To solve the aforementioned problems, we propose to use distributed storage. In the system, a large number of lightweight storage servers are widely deployed, with more density than traditional data centers. As we know, it is not practical to deploy many data centers around a region. Usually, we just have a couple of big data centers scattered geographically. It is more feasible to just deploy lightweight storage servers which are cheaper and more flexible than a data center. The basic idea is to deploy data nearer to users. It is obviously that we can do some optimization to increase the performance of data access by assigning different users' data onto different storage servers in the distributed system. To get the optimal result, we propose a centralized method based on mixed-integer linear programming (MILP). To compromise the scalability of the system, we propose a distributed one based on stable matching. The solutions for both methods are studied. Simulation results for the methods are gotten from simulations. The result supports our discovers that the context information can help us to optimize storage efficiency in MCS.
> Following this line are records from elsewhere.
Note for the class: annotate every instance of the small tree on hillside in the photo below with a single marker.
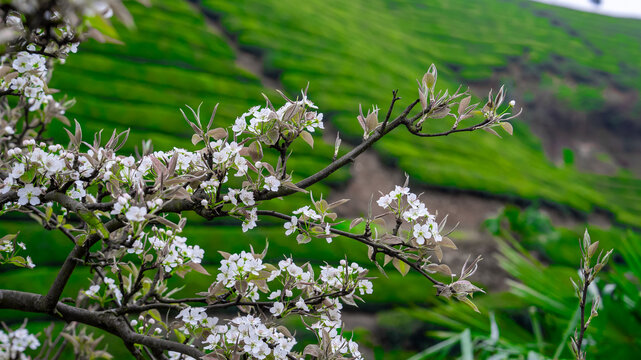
(123, 215)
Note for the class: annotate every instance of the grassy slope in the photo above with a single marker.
(356, 52)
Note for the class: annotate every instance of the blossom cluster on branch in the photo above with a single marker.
(124, 215)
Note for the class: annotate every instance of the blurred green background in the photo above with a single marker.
(575, 155)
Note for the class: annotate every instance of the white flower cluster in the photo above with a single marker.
(288, 269)
(13, 344)
(252, 336)
(132, 213)
(30, 80)
(405, 204)
(8, 246)
(261, 120)
(170, 249)
(306, 213)
(111, 290)
(338, 343)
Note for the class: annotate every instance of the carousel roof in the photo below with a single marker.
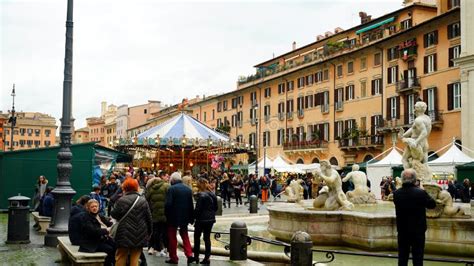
(180, 125)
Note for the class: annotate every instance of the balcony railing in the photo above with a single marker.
(305, 144)
(367, 142)
(408, 84)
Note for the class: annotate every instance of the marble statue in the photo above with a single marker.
(294, 192)
(331, 197)
(360, 194)
(415, 155)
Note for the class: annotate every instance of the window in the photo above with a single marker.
(266, 138)
(430, 38)
(392, 53)
(339, 71)
(318, 77)
(300, 83)
(454, 53)
(406, 24)
(290, 85)
(363, 88)
(350, 92)
(454, 96)
(281, 88)
(326, 74)
(268, 92)
(376, 86)
(454, 30)
(393, 108)
(363, 63)
(280, 136)
(392, 75)
(430, 63)
(377, 59)
(350, 67)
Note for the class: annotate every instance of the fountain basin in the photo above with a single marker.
(369, 227)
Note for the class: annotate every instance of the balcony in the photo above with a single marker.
(300, 113)
(408, 85)
(373, 142)
(305, 145)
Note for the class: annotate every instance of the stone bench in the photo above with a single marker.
(70, 254)
(41, 222)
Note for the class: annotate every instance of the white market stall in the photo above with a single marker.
(447, 162)
(377, 170)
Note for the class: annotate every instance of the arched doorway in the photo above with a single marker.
(432, 156)
(368, 157)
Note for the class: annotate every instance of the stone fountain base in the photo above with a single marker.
(367, 227)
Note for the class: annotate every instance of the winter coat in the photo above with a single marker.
(179, 205)
(156, 196)
(410, 208)
(91, 232)
(206, 207)
(75, 223)
(136, 227)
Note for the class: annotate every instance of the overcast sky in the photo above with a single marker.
(126, 52)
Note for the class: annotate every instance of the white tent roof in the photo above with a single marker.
(393, 158)
(452, 156)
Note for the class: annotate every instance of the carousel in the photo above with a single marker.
(181, 143)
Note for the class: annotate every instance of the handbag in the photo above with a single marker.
(114, 227)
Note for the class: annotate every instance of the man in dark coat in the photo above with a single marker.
(179, 211)
(411, 203)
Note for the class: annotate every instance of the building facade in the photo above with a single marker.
(344, 97)
(32, 130)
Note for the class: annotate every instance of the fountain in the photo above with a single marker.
(332, 219)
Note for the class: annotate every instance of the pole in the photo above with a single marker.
(63, 192)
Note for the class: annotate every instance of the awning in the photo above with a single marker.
(376, 25)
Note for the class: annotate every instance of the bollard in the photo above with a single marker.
(219, 206)
(301, 246)
(238, 241)
(253, 206)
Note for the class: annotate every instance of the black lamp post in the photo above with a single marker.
(63, 192)
(12, 119)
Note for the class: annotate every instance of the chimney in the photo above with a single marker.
(338, 29)
(364, 18)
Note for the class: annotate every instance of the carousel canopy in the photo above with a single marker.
(182, 125)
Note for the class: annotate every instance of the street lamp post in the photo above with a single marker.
(12, 119)
(63, 192)
(255, 107)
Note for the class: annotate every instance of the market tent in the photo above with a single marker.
(281, 165)
(377, 170)
(447, 162)
(179, 126)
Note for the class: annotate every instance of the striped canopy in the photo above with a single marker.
(179, 126)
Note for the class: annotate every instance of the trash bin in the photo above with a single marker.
(18, 220)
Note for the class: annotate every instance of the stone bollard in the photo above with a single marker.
(301, 246)
(219, 206)
(253, 206)
(238, 241)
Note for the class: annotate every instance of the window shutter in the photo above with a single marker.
(450, 97)
(425, 64)
(451, 55)
(388, 114)
(398, 106)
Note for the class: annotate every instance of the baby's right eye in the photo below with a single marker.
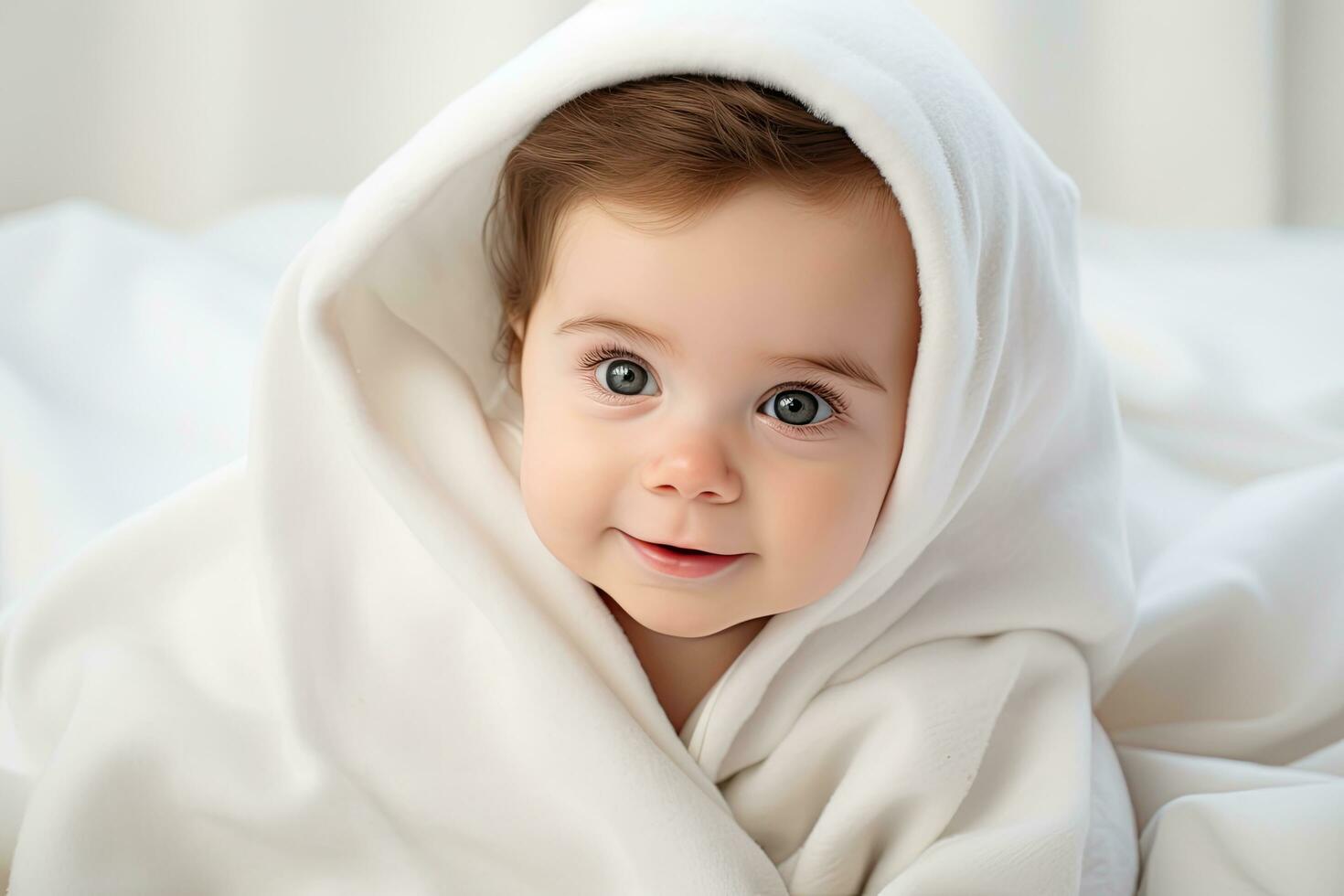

By using Reed-Solomon erasure code, we can get benefits in dividing users' data to numbers of fragments. Based on the policy of the erasure code, the user can recover the original file by accessing only a pre-defined size of the fragments, which is smaller than the total size of fragments. At the very initial stage of storage, a user assigns fragments to a set of selected storage servers. Then the user can retrieve data from a subset of these servers. In our proposed algorithms, the servers in the subset have the most efficient performance for the particular user at the particular place.
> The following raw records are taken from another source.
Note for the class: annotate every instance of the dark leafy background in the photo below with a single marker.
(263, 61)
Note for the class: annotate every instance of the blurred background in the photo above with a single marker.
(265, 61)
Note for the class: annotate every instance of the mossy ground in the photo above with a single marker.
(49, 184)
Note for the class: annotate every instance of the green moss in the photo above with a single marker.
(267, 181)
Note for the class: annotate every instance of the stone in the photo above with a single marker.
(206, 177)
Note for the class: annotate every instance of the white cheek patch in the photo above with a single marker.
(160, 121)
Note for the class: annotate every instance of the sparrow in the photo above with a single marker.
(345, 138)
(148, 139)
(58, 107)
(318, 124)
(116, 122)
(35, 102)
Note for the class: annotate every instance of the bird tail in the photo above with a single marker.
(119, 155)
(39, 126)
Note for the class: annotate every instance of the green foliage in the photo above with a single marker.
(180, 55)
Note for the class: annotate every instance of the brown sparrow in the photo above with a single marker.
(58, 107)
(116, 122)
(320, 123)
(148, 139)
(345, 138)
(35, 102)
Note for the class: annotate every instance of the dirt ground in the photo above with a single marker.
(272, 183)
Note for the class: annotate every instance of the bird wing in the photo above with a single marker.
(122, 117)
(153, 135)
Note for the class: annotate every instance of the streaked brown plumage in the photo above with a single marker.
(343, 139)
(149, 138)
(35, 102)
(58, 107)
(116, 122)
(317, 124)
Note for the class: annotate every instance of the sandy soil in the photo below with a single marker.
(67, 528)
Formally speaking, the objective function of the optimization is to minimize the expected global transmission time in data access of all users. Assume all users are in the set \(U\). We use \(X\) and \(Y\) as matrices of decision variables denote selected storage nodes to store data chunks, and checksum chunks, respectively. We set \(Z\) as a matrix of decision variable for storage nodes chosen to provide read service. We use \( T_h^{op} \) to denote the expected transmission time of user \(h\), where \( h \in U \). We obtain the objective function as: \( \min_{ (X, Y, Z) } \sum_{h \in U} T^{op}_h \).
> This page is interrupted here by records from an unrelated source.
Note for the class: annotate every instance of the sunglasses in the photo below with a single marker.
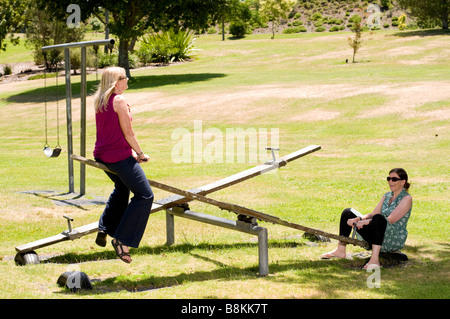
(394, 179)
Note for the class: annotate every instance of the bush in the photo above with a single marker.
(238, 29)
(212, 30)
(7, 70)
(317, 16)
(295, 30)
(320, 29)
(334, 28)
(166, 47)
(355, 18)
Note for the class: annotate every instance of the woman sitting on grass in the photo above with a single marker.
(385, 228)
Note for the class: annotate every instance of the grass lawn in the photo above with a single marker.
(391, 109)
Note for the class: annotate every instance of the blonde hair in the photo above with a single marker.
(110, 77)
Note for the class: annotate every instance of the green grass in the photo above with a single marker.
(299, 84)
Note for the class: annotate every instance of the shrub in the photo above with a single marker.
(7, 70)
(317, 16)
(334, 28)
(166, 47)
(355, 18)
(238, 29)
(295, 30)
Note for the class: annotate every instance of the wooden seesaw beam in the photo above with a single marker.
(232, 207)
(174, 200)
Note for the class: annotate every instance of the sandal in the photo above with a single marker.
(331, 256)
(125, 257)
(101, 238)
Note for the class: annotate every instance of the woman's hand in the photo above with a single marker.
(352, 221)
(363, 222)
(143, 158)
(358, 222)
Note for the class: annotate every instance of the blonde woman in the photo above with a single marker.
(117, 147)
(385, 228)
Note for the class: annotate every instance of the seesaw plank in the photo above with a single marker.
(175, 200)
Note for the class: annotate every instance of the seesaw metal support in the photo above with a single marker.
(248, 226)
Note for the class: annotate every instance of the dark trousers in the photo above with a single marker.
(122, 218)
(372, 233)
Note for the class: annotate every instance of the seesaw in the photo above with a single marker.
(175, 205)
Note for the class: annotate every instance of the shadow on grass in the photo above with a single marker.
(53, 92)
(421, 33)
(325, 274)
(224, 272)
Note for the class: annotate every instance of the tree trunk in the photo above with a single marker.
(445, 20)
(124, 45)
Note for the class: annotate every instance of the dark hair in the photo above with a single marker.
(403, 175)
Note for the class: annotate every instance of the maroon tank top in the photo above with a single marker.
(111, 145)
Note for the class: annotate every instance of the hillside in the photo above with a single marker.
(336, 15)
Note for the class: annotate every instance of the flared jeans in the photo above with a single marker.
(122, 218)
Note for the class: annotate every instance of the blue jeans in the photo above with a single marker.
(122, 218)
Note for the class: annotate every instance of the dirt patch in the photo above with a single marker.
(239, 105)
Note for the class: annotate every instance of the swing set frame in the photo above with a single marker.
(67, 46)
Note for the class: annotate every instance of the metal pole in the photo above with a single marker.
(170, 229)
(248, 228)
(78, 44)
(83, 121)
(69, 119)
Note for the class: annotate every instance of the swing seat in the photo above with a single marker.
(49, 152)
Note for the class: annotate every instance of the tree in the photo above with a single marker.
(43, 30)
(11, 20)
(438, 10)
(275, 10)
(131, 19)
(356, 41)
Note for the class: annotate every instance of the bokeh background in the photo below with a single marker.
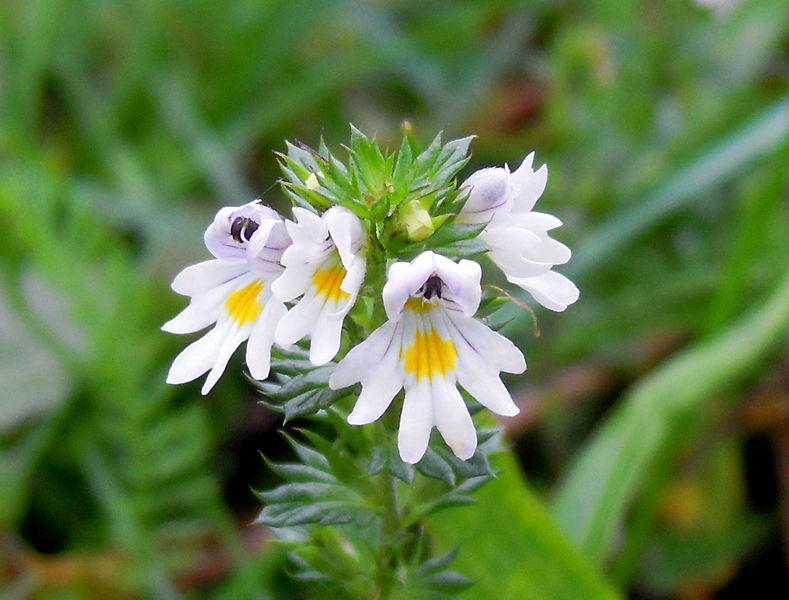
(655, 421)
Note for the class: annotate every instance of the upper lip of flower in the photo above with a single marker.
(428, 346)
(460, 282)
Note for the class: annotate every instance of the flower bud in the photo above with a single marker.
(488, 191)
(415, 221)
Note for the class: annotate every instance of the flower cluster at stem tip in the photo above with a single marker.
(276, 281)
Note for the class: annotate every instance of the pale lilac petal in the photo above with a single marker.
(404, 280)
(528, 185)
(218, 238)
(265, 249)
(489, 191)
The constraints of the objective function follow the 3 listed context information.MILP is a centralized method that is running on a server as management controller of the whole system. Because the MILP method is extremely expensive in computation, we propose a distributed method, that is running on each node. In the method, we build a bipartite graph. In this graph, we divide nodes into two sets. One set includes all users. Another set includes all storage servers. The edges between the two sets define the connected server stored the data from the connected user. To get the edges, we can use a stable matching algorithm to reach a status that all entries are satisfied.